Téngase en cuenta que lo dispuesto en la citada orden se implantará para los cursos primero, tercero y quinto en el curso escolar 2022-2023, y para los cursos segundo, cuarto y sexto en el curso escolar 2023-2024 y, en cuanto a la aplicabilidad de la presente Orden, véase también lo que establece la disposición transitoria 1. Ref. BOE-A-2022-12066#dt

La nueva organización de la Educación Primaria se desarrolla en los artículos 16 a 21 de la Ley Orgánica 2/2006, de 3 de mayo, de Educación, tras su modificación realizada por la Ley Orgánica 8/2013, de 9 de diciembre, para la Mejora de la Calidad Educativa. Su artículo 6.bis atribuye a las Administraciones educativas la regulación del currículo y organización de las enseñanzas en el marco y con los límites establecidos por la propia Ley Orgánica 2/2006, de 3 de mayo, y por el Gobierno.

El Real Decreto 126/2014, de 28 de febrero, por el que se establece el currículo básico de la Educación Primaria, fija el currículo básico para todo el territorio de acuerdo con las modificaciones introducidas en la Ley Orgánica 2/2006, de 3 de mayo, de Educación, por la Ley Orgánica 8/2013, de 9 de diciembre, para la Mejora de la Calidad Educativa.

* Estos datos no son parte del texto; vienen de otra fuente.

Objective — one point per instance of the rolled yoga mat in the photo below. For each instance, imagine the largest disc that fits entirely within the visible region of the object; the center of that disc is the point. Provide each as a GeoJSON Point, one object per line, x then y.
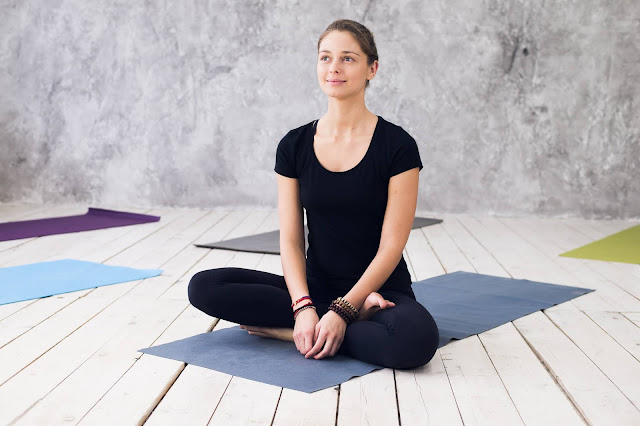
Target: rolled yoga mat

El nuevo currículo estará integrado por los objetivos de cada enseñanza y etapa educativa; las competencias, o capacidades para activar y aplicar de forma integrada los contenidos propios de cada enseñanza y etapa educativa, para lograr la realización adecuada de actividades y la resolución eficaz de problemas complejos, los contenidos, o conjuntos de conocimientos, habilidades, destrezas y actitudes que contribuyen al logro de los objetivos de cada enseñanza y etapa educativa y a la adquisición de competencias; la metodología didáctica, que comprende tanto la descripción de las prácticas docentes como la organización del trabajo de los docentes; los estándares y resultados de aprendizaje evaluables; y los criterios de evaluación del grado de adquisición de las competencias y del logro de los objetivos de cada enseñanza y etapa educativa. Los contenidos se ordenan en asignaturas, que se clasifican en materias, ámbitos, áreas y módulos en función de las enseñanzas, las etapas educativas o los programas en que participe el alumnado.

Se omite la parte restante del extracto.